AbstractTwenty pregnant Comisana ewes were divided into two groups of 10. One group was allowed to graze a vetch pasture (grass). The second group of animals was housed collectively in a pen and was given hay and concentrates (concentrate). After lambing, all the ewes were allowed to stay with the respective lambs between 18:00 h and 07:00 h of the following day in two different pens. Therefore all the lambs were raised exclusively on maternal milk. The lambs were slaughtered at 38 days of age. Milk and lamb meat (longissimus dorsi muscle) fatty acids were analysed. Ewes on grass produced milk with a lower (P < 0·001) proportion of saturated fatty acids and with a higher proportion of both monounsaturated (P < 0·05) and polyunsaturated fatty acids (P < 0·01) than ewes given concentrates.
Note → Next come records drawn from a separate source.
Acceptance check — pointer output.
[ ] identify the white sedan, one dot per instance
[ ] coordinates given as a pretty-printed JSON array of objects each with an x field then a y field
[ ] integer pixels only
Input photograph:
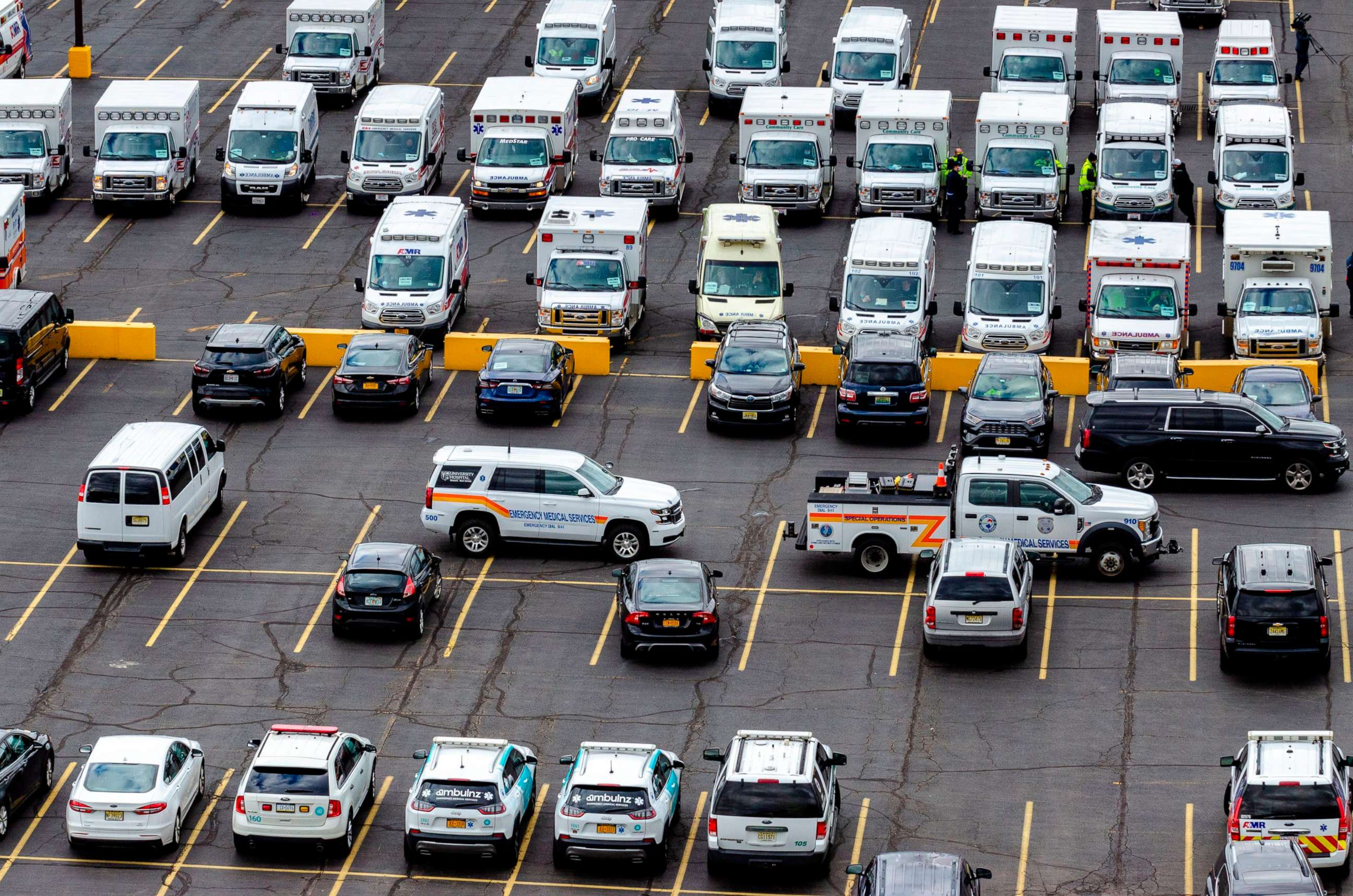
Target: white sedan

Trans-vaccenic acid was significantly higher (P < 0·001) in milk from grass-fed animals compared with ewes given concentrates. Linoleic acid (C18: 2 n-6) tended to be higher (P = 0·06) in milk from ewes on concentrates while linolenic acid (C18: 3 n-3) was significantly higher (P < 0·001) in milk from animals grazing pasture. Conjugated linoleic acid (cis-9, trans-11 C18: 2) was almost double in milk from grass-fed ewes compared with animals given concentrates (P < 0·001). Regarding lamb tissue, trans-vaccenic acid (C18: 1 trans-11) was higher (P = 0·01) in the fat from lambs raised by grazing ewes. Linoleic acid (C18: 2 n-6) was at higher concentration (P < 0·001) in the fat from lambs raised by ewes given concentrates. Linolenic acid (C18: 3 n-3) was increased three-fold (P < 0·001) in the fat of lambs from the grass group compared with lambs suckled by ewes given concentrates. The isomer cis-9, trans-11 of conjugated linoleic acid was present at double concentration (P < 0·001) in the fat from animals raised by grazing ewes. Eicosapentaenoic (C20: 5 n-3; EPA) and docosaesaenoic (C22: 6 n-3; DHA) acids were higher (respectively P < 0·001 and P = 0·01) in the intramuscular fat from lambs from the grass group compared with animals from the concentrate group. The n-6/n-3 ratio was lower (P < 0·001) in the meat from lambs raised by grazing ewes. Overall this trial showed that ewe feeding system strongly affects intramuscular fatty acids even in lambs raised exclusively on maternal milk.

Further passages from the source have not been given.